24 May 2009

escape to age 8

I took a vacation this week.


Oh, it might not have looked like it to my roommate or co-workers. I didn't take any time off, or travel on the weekend, or any of those things that people generally call vacations.

But I left, laying aside my postmodern unceasing schedule of the last three or four months, leaving behind the strain and intensity I've been under for a while in the responsibilities and pressures and internal drives of this not-quite-26-year-old's world.


The sweetest thing about choosing to step quite away from my over-worn mental paths was rediscovering an uncomplicated level of life. A friend read me a Winnie-the-Pooh story and I laughed and laughed. How true and clean it was! I went to the library at the beginning of the week and found myself first in the JV section and then, for the first time in years, in the kid's section actually pulling titles off the shelves. Oh my goodness the delight! I have been a reader since first grade, and I used to come home from the library every few weeks with a stack of books that went from under my chin to as far down as my arms could stretch. Granted, there was less space from under my chin to the reach of my arms when I was a kid than now, but that is still a lot of books! I have missed the color and brain break - break from the grind of life, really - that reading good fiction will bring. I still read, but much less, as my time is doled out between work and ministry and friends and house chores and getting some exercise and all the details of adult life.
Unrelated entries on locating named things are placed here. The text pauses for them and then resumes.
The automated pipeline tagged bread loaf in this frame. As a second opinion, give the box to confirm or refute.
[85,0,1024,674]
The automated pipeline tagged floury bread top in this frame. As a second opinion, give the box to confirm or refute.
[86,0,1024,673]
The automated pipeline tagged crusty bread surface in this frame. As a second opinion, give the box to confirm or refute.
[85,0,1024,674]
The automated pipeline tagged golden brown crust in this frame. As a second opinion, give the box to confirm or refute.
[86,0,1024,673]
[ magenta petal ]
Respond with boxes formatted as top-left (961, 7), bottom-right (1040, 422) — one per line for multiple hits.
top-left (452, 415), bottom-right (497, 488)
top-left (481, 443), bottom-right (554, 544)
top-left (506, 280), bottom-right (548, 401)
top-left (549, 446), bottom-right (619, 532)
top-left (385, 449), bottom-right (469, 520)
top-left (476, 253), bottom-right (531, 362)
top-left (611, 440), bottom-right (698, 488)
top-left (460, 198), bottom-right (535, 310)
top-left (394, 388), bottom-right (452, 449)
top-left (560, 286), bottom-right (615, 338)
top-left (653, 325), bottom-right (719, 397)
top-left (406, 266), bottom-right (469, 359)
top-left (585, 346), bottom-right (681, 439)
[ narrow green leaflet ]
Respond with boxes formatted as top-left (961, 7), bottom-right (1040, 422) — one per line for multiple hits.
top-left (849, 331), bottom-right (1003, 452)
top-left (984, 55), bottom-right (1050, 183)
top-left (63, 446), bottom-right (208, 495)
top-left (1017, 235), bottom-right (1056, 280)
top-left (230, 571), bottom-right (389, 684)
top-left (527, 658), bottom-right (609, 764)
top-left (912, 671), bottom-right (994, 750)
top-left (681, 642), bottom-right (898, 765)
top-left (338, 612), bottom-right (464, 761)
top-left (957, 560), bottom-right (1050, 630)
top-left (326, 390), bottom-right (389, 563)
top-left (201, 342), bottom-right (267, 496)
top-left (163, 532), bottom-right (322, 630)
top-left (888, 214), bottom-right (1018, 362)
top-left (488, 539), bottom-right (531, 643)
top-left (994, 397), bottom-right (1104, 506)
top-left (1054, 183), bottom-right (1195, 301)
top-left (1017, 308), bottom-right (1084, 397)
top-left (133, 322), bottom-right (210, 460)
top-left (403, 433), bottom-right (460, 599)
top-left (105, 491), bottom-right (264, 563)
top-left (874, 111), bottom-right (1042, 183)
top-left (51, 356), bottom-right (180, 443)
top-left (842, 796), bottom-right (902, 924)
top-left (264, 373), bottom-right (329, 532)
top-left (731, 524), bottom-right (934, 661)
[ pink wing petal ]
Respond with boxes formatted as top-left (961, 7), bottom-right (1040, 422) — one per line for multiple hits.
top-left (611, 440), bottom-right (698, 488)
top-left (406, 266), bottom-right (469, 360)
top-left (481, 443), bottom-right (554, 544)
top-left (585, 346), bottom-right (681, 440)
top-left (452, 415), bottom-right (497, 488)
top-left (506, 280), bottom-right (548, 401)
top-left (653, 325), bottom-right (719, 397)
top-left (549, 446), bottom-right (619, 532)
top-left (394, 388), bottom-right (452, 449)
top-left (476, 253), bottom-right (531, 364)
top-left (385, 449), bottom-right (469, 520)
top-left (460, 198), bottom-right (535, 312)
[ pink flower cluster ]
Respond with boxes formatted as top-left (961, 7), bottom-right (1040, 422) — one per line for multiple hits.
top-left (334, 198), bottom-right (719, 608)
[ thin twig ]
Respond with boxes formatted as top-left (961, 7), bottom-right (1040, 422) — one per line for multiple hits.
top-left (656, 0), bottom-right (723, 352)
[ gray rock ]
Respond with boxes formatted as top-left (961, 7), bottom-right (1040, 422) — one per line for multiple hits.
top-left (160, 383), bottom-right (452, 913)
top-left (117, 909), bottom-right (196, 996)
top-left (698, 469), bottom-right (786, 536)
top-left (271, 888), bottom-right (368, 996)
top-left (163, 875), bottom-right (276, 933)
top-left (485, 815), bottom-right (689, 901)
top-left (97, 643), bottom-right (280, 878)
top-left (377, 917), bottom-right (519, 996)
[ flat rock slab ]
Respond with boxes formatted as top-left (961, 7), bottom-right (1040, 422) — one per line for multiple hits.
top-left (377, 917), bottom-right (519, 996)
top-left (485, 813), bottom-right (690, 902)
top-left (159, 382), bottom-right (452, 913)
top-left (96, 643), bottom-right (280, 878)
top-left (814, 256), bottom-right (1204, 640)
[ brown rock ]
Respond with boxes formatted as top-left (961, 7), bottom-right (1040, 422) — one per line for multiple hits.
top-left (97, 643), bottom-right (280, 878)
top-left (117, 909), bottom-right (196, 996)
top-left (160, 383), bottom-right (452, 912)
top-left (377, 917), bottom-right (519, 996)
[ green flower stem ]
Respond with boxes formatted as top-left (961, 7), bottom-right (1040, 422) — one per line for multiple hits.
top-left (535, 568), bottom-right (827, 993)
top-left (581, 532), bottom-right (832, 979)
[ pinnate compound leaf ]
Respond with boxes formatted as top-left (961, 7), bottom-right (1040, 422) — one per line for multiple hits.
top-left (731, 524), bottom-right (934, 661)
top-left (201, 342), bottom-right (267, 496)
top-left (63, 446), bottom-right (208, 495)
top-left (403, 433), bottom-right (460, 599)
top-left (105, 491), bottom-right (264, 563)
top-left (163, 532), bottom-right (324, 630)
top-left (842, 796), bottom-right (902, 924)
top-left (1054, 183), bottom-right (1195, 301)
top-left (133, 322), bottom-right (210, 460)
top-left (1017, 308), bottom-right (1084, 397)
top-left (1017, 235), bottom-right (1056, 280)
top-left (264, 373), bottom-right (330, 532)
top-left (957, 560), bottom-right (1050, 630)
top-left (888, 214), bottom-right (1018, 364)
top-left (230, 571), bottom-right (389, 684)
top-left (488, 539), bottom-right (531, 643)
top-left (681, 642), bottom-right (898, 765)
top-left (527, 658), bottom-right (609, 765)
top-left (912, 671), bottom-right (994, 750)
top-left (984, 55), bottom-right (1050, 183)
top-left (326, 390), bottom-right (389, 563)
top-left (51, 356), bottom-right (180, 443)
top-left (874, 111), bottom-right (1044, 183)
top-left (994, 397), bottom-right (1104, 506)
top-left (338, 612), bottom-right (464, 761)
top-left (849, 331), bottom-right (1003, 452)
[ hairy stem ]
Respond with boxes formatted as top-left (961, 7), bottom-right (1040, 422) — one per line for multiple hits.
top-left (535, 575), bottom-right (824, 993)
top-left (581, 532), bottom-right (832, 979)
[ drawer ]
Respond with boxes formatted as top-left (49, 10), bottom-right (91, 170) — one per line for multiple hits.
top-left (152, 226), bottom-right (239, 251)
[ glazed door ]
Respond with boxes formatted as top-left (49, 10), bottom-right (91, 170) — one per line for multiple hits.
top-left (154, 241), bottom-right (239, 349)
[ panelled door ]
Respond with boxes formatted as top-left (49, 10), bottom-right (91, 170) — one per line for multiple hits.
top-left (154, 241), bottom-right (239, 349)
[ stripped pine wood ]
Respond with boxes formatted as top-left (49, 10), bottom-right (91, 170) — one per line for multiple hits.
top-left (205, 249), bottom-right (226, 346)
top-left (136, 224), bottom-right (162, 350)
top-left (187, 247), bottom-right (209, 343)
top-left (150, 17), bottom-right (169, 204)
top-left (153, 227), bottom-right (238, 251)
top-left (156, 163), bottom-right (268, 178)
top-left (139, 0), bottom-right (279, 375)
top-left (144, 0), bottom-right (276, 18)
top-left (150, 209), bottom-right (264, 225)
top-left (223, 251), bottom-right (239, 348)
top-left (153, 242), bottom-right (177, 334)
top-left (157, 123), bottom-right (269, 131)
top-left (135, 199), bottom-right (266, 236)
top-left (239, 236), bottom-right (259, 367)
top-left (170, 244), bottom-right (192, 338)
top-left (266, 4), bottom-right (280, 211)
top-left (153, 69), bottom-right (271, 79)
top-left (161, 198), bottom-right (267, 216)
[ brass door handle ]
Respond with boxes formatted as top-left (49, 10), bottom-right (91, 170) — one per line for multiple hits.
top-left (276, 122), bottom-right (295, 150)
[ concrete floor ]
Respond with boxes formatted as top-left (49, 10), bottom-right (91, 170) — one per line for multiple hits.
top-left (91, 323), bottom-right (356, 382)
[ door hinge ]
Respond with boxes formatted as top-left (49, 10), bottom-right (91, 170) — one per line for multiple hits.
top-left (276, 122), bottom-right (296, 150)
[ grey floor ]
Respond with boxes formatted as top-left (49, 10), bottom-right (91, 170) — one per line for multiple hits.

So there I was, "une Grande Personne" as the Little Prince would say, in the children's section of the library, and how the smile irrepressibly spread across my entire face as I saw and remembered all these stories that taught me and grew me and gave me friends and magic and travel and courage and kindness. The Giver, The Railway Children, Half Magic, The Good Master, Farmer Boy, The Voyages of Doctor Dolittle, A Wrinkle In Time, on and on they sparkled in my mind. I left with a tower of children's books in my arms, not quiiiite stretching from the top of my chin to the ends of my fingertips, but a considerable long pile wedged lovingly between my side and the length of my left arm.


Perhaps I have to grow well past childhood before I can be young again. This stack of books, this armful of paper treasure, brings me again to that simple deep delight. But it is even more precious this time around because now I'm seeing it in contrast to adulthood.